Abstract
The contingent encoding assumption is the idea that response selection in task-switching situations does not begin until the cue and the target have both been encoded. The authors tested the assumption by manipulating response congruency, stimulus order, and stimulus onset asynchrony (SOA) in two experiments. They found evidence of response selection prior to cue encoding for congruent targets with target–cue order at a long SOA, indicating that the contingent encoding assumption is invalid. The authors describe how contingent encoding can be removed from an existing task-switching model by introducing baseline evidence—task-neutral evidence that serves as a baseline for response selection prior to stimulus encoding.
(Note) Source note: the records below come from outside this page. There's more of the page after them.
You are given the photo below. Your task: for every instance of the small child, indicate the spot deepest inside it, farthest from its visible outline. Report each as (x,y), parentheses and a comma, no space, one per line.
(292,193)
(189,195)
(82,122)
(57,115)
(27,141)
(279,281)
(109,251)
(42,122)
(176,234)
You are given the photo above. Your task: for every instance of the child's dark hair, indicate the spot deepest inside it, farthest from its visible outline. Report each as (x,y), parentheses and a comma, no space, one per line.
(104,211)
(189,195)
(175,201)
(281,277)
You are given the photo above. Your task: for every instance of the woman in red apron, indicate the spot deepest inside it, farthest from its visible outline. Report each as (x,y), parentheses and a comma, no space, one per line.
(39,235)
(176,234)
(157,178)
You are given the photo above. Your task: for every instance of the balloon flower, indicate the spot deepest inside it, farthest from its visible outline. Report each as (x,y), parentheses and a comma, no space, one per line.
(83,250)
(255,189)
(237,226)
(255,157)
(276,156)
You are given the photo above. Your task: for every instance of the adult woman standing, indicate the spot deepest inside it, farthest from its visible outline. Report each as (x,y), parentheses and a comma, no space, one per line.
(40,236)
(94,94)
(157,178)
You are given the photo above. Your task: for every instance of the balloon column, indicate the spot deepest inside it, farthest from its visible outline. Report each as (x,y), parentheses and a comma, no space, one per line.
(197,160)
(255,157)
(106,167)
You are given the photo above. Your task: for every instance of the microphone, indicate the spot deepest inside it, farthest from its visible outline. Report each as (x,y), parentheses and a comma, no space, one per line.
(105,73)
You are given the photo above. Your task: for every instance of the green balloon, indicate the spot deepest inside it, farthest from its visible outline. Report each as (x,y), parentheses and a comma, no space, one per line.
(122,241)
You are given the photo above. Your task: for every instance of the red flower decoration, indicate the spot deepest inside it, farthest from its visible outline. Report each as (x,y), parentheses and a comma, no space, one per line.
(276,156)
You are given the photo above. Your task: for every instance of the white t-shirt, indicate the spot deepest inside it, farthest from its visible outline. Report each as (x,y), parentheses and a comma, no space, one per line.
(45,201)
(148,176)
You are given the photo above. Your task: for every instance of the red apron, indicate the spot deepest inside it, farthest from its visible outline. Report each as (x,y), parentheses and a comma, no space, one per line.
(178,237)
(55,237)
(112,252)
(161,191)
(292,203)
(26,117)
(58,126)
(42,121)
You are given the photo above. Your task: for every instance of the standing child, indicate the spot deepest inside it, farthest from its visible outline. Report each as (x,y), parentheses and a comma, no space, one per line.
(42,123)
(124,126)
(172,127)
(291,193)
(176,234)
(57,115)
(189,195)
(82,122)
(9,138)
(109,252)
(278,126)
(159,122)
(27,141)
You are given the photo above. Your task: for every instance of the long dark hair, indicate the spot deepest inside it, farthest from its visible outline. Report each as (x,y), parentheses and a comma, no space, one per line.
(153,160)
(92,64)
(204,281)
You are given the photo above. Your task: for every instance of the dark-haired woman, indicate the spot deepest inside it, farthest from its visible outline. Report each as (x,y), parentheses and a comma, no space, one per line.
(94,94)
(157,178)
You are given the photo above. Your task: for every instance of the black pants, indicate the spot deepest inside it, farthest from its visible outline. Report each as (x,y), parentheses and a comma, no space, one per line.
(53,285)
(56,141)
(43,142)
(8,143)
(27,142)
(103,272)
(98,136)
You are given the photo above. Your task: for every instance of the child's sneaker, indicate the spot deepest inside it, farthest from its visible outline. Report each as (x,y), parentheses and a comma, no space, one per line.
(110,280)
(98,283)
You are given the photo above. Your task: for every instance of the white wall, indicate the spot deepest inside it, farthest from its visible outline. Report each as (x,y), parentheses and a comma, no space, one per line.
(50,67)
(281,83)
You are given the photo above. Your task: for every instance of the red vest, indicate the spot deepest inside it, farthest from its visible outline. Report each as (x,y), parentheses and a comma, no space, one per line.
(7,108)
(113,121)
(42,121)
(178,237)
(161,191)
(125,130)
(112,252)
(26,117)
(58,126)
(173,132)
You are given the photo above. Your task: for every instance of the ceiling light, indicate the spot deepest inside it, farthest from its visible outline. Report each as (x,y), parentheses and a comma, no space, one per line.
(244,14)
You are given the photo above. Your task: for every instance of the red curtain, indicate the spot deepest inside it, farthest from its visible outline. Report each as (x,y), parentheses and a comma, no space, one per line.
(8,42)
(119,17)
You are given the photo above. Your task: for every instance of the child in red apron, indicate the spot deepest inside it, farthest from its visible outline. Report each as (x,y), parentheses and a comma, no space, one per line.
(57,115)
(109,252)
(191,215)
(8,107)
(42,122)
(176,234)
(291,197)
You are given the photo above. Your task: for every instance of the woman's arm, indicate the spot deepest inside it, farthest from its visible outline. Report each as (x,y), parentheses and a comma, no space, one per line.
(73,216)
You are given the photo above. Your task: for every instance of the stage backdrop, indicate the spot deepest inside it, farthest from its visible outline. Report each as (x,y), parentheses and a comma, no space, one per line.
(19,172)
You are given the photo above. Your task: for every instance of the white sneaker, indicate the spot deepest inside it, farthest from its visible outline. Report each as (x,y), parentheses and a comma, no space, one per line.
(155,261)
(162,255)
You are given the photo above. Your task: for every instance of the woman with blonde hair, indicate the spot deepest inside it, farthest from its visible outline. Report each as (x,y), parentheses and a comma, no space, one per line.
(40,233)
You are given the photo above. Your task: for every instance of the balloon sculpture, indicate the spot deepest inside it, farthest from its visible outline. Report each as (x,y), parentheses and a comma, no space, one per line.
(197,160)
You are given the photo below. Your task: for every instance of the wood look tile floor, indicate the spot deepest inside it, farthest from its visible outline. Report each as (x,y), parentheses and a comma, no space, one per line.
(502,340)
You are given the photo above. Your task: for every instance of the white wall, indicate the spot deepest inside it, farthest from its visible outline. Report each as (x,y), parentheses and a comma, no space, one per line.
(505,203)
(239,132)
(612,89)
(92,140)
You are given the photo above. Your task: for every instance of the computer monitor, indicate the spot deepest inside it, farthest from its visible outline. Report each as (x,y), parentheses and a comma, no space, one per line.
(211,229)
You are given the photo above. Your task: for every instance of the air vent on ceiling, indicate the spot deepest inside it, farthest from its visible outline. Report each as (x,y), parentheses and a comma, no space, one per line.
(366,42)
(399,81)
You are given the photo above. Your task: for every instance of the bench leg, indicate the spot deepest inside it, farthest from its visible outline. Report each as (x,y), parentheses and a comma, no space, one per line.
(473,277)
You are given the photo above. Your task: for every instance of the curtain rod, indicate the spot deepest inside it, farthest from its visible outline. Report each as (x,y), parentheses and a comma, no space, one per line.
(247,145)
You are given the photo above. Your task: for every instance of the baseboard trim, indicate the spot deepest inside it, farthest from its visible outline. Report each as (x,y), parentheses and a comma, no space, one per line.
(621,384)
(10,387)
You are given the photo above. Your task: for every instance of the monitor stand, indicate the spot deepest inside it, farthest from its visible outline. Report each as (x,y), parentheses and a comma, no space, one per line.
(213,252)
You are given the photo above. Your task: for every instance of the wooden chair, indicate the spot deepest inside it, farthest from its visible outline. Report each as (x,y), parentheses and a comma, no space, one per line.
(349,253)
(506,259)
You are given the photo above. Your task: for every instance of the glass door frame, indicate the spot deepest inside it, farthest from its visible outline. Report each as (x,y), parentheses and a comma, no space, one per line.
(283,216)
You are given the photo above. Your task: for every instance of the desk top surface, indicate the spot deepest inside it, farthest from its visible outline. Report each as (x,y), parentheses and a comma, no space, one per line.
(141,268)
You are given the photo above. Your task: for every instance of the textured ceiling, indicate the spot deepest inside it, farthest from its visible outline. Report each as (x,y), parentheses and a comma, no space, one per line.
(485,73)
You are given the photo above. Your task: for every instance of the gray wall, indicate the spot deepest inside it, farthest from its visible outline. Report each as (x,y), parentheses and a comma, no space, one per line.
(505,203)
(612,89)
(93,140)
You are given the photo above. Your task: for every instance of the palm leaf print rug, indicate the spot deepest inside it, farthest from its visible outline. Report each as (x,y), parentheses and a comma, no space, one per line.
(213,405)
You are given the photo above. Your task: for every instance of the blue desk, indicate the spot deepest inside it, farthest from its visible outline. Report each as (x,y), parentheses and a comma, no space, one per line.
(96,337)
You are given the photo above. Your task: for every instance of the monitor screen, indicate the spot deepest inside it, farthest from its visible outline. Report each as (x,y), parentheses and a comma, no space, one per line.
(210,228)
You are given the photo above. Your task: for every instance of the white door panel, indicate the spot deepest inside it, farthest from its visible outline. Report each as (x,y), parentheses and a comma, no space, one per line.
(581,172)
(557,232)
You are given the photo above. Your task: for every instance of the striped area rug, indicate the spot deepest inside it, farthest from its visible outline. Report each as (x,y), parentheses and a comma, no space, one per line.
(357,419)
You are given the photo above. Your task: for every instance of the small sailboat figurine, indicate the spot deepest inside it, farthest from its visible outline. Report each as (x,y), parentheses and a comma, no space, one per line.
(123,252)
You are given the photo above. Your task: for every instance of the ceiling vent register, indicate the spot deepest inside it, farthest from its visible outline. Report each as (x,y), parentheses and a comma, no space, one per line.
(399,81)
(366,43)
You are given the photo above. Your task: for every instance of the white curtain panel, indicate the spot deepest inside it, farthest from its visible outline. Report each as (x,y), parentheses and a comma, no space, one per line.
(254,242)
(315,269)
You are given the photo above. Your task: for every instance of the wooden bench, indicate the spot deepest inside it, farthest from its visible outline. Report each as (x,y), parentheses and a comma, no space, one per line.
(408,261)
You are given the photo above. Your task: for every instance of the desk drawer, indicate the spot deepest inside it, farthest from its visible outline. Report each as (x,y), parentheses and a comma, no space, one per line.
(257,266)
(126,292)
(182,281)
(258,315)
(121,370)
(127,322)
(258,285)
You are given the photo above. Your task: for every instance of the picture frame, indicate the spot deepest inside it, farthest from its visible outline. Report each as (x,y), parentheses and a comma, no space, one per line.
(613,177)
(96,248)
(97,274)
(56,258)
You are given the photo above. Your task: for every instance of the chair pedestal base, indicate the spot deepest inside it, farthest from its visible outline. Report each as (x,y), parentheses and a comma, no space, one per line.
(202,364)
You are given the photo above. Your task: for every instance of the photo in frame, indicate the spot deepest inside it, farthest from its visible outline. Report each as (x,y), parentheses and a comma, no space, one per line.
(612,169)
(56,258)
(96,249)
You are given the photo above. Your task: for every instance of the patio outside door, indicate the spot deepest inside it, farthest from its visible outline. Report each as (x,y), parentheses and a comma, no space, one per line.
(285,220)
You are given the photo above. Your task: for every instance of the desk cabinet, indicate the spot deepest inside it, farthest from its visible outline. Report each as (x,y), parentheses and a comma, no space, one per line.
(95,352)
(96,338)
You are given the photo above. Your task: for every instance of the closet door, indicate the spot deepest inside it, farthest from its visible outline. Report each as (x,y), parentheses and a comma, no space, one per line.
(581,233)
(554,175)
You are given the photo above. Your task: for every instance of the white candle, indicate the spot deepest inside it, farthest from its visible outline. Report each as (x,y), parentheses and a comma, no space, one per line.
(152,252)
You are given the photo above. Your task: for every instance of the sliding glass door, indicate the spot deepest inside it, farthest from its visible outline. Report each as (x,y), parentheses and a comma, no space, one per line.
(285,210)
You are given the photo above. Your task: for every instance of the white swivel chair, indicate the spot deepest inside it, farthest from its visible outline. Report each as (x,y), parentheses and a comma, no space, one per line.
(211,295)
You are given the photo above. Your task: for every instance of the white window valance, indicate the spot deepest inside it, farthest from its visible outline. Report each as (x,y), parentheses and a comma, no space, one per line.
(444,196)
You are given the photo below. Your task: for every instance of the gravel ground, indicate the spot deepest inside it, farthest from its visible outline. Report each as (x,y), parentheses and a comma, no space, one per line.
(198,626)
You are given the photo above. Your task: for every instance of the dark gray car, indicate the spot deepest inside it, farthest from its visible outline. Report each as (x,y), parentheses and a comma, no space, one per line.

Simulations revealed that the modified model could reproduce the full pattern of response time data and generate responses prior to cue encoding. The authors conclude by discussing directions for further model development.
This research was based on part of the first author's doctoral dissertation supervised by the second author.
FUNDING
Funding was provided by the National Institute of Mental Health [grant number R01-MH073878-01] to the second author.
Notes
1Three of the 24 subjects in Experiment 1 and two of the 24 subjects in Experiment 2 made no early responses on congruent trials with target–cue order at an SOA of 800 ms. However, these subjects had mean RTs on congruent trials at an SOA of 0 ms that were longer than their respective group means, raising the possibility that the absence of early responding at the longer SOA might have been due to slow responding in general.
2Appendix C shows that the retrieval probability for the correct response in Scenario 6 is higher than that in Scenario 5. Higher retrieval probabilities lead to shorter RTs and lower ERs. The difference in retrieval probability between congruent and incongruent targets is what allowed our previous model of compound cue retrieval to produce the response congruency effect.
3The subscripts c, t, a, and u stand for cue, target, associated, and unassociated, respectively.